On Monday evening, December 13, Republican National Committee Chairman Michael Steele will hold a nationwide conference call with members of the RNC and selected political reporters. All signs are that the former Maryland Lieutenant Governor will announce he is not seeking re-election as party chairman at the RNC’s January meeting.
To most Republican activists and those in the press who covered Steele, the chairman’s likely exodus is no surprise. The tremendous GOP win in last month’s elections notwithstanding, Steele was someone who never learned to play “inside baseball.” He feuded with the party’s national Treasurer Randy Pullen and other RNC members over GOP finances and never worked closely with the heads of sister party organizations such as Republican Governors Association Chairmen Haley Barbour and National Republican Senatorial Committee Chairman John Cornyn (Tex.). Both Barbour and Cornyn operated separately from the RNC chairman.

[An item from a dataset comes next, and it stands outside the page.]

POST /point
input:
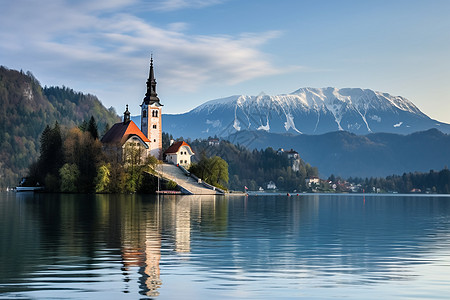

Most significantly, Steele–a surprise winner over five opponents in the ’09 race for chairman–never made peace with his former foes. To a person, all of the ’09 chairman hopefuls publicly voiced criticism of Steele’s performance and are either running again or backing one of the candidates who announced against him.
With the 167-member RNC set to meet in January and elect a new chairman, the declared contenders so far are. . .
Saul Anuzis: Michigan’s Republican National Committeeman Anuzis has a long association with such conservative leaders as Newt Gingrich and the late Jack Kemp. Well-liked, first-generation American (both parents were Lithuanian) Anuzis has already announced the names of ten RNC members who are publicly backing him. Anuzis is also praised for his mastery of Twitter, Facebook, and other social networking tools in campaigning. Working against the Michigander is that while he was state chairman in ’06 and ’08, Democrats had major sweeps in the Water Wonderland.
Maria Cino: The New Yorker has a good reputation from being a past operating head of the National Republican Congressional Committee and national convention manager. Already, such prominent party fixtures as former NRCC chairman Bill Paxon, former RNC Chairman Ed Gillespie, and Dick Cheney have weighed in for Cino. But her biggest asset may be her biggest drawback, as some on the RNC regard her pedigree as too “establishment.”
Gentry Collins: The former RNC political director and top operative in Mitt Romney‘s presidential campaign has a nationwide network of friends. Last week, he was endorsed by Connecticut State Chairman Chris Healy, who had considered the race for RNC chairman himself. But Collins is also criticized for reports he was planning a bid for chairman before resigning from the RNC payroll and for his closeness to Romney, who may run for president again in 2012.
Reince Priebus: The RNC General Counsel and Wisconsin State Chairman is coming off a banner year in his home-state, where the GOP won a Senate seat, the governorship, two new U.S. House seats, and control of the state legislature. Mississippi’s Republican National Committeeman Henry Barbour has endorsed Priebus–leading to some criticism that the Badger State man is too close to Henry’s uncle Haley, who is also considering a bid for President in 2012.
Ann Wagner: The former Missouri State GOP chairman and co-chairman of the RNC has been blessed by such fellow Show Me State conservatives as Lieutenant Governor Peter Kinder and Sen-elect Roy Blunt. Social conservatives generally praise Wagner, citing her ties to Missouri Right to Life and her endorsement from Phyllis Schlafly. Her biggest problem may be the same as many who have been off the RNC for a few years and come back to the constantly-changing committee to find they don’t know as many folks there as they used to.